A famous Indian once put it eloquently, "A moment comes, which comes but rarely in history, when we step out from the old to the new, when an age ends and when the soul of a nation, long suppressed, finds utterance."

Those words, which Indians of a certain generation know by heart, were spoken by the country's first prime minister, Jawaharlal Nehru, just after midnight, on Aug. 15, 1947, when independent India was born. What Nehru was referring to, of course, was the birth of India as an independent state. What is happening today is the birth of India as an independent society—boisterous, colorful, open, vibrant and, above all, ready for change. India is diverging from its past, but also from most other countries in Asia. It is not a quiet, controlled, quasi-authoritarian country that is slowly opening up according to plans. It is a noisy democracy that has finally empowered its people economically. In this respect India, one of the poorest countries in the world, looks strikingly similar to the world's wealthiest country, the United States of America. In both places, society has triumphed over the state.

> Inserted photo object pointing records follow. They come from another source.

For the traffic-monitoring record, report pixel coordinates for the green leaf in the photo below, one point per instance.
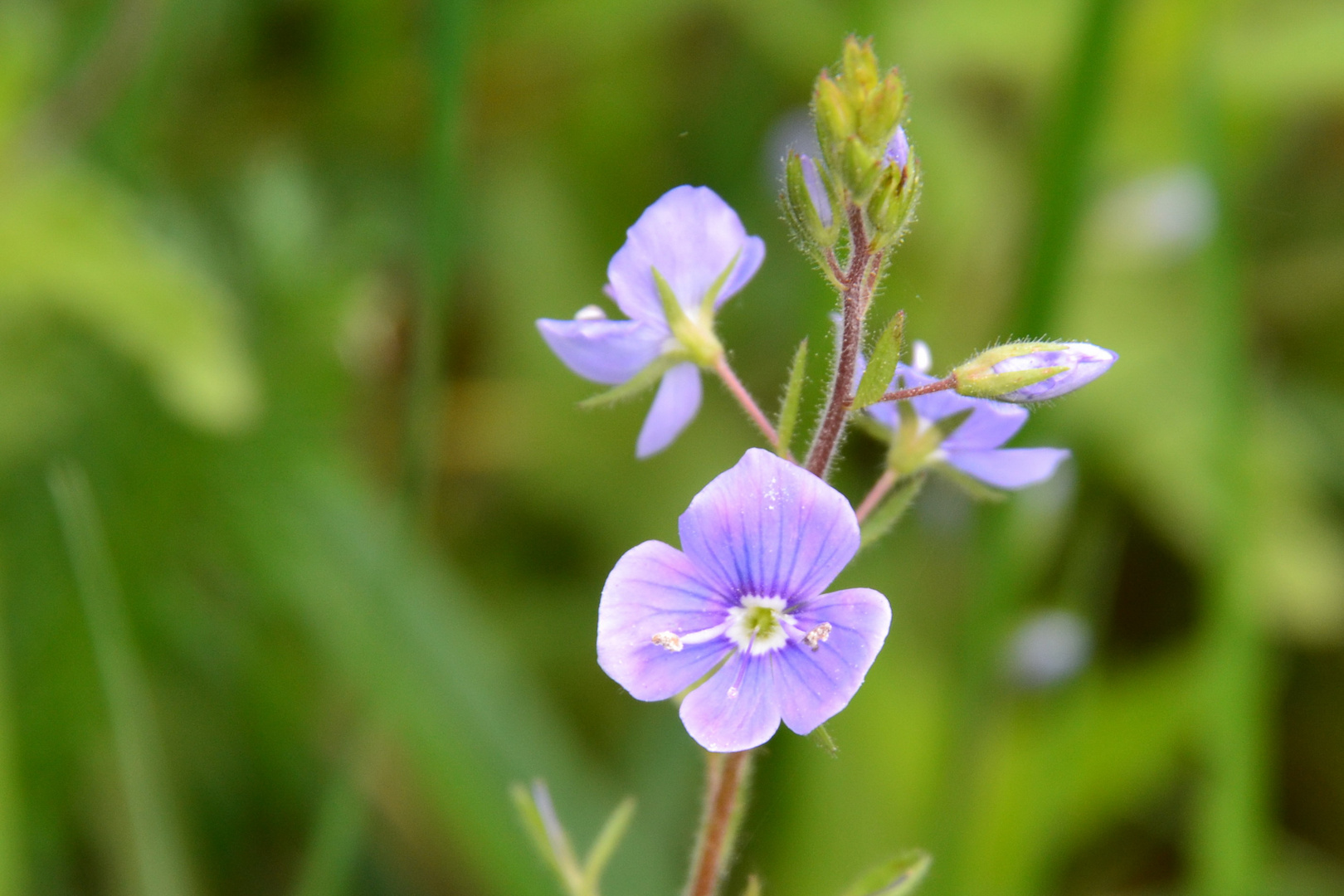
(882, 366)
(890, 511)
(791, 399)
(640, 382)
(895, 878)
(821, 737)
(158, 859)
(606, 843)
(73, 246)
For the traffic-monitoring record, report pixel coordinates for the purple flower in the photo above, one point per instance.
(1085, 363)
(816, 190)
(743, 599)
(704, 254)
(898, 151)
(973, 448)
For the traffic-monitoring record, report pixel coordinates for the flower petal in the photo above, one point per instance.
(990, 425)
(674, 406)
(816, 684)
(691, 236)
(769, 528)
(724, 722)
(1010, 468)
(602, 351)
(650, 590)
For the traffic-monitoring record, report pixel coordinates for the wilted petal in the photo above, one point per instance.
(769, 528)
(817, 684)
(602, 351)
(674, 406)
(1085, 363)
(1010, 468)
(691, 236)
(990, 425)
(723, 720)
(655, 589)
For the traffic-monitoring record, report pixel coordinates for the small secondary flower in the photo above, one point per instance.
(741, 606)
(973, 446)
(682, 260)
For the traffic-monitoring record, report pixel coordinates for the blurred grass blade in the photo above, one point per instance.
(895, 878)
(12, 868)
(890, 511)
(608, 839)
(158, 859)
(882, 366)
(791, 399)
(336, 840)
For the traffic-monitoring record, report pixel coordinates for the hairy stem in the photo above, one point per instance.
(745, 399)
(724, 802)
(878, 492)
(899, 395)
(855, 304)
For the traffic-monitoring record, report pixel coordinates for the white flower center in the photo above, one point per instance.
(760, 625)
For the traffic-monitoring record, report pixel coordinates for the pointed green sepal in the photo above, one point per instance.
(882, 366)
(884, 519)
(698, 338)
(643, 381)
(791, 399)
(895, 878)
(606, 841)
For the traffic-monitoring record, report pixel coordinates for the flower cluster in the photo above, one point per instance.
(737, 624)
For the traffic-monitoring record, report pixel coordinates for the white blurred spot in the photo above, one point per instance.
(1049, 648)
(921, 358)
(1164, 214)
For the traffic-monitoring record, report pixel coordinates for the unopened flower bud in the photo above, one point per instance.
(806, 202)
(1027, 373)
(898, 151)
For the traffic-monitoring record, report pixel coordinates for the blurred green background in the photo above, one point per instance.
(301, 533)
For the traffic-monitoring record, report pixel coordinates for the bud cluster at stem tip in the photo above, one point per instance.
(866, 163)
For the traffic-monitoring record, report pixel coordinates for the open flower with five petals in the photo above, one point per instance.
(741, 609)
(682, 260)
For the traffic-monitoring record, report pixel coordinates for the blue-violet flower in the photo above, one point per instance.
(973, 448)
(743, 601)
(689, 249)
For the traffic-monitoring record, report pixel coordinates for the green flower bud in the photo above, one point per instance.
(810, 202)
(859, 168)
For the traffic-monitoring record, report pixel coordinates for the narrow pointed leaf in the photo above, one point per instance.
(882, 366)
(606, 843)
(645, 379)
(890, 511)
(791, 399)
(895, 878)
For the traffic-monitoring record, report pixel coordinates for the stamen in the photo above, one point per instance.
(819, 635)
(743, 670)
(668, 641)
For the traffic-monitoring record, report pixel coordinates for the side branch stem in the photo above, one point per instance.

This is perhaps the central paradox of India today. Its society is open, eager, confident and ready to take on the world. But its state—its ruling class—is far more hesitant, cautious and suspicious of the changed realities around it ...

.. and anachronistically feudal, to boot. If the Indian State continues failing our increasingly successful society, the former risks becoming irrelevant -- and eventually being swept away. This would be a 21st century liberal revolution (liberal in the classic sense!) and a majestic Indian counterpoint to 20th century's illiberal revolutions in Europe and China.

4 comments:

Anonymous said...

Anonymous said...

Manu sharma goes scot free because witnesses turned hostile but the best bakery folks are caught

looks like all it takes to get caught is either u have to be middle class or kill some Moslems, else u are free to do what u want

Anonymous said...

Anonymous said...

Manu sharma goes scot free because witnesses turned hostile but the best bakery folks are caught

looks like all it takes to get caught is either u have to be middle class or kill some Moslems, else u are free to do what u want

libertarian said...

PR: excellent analysis. Cheers to the People of India - we will make it inspite of the government, not because of it. Our Bombay boy Fareed is certainly renamored of the country of his birth. Way to go!

BangaloreGuy said...

PR, Well put. Hopefully our state will learn our lessons and transform from within.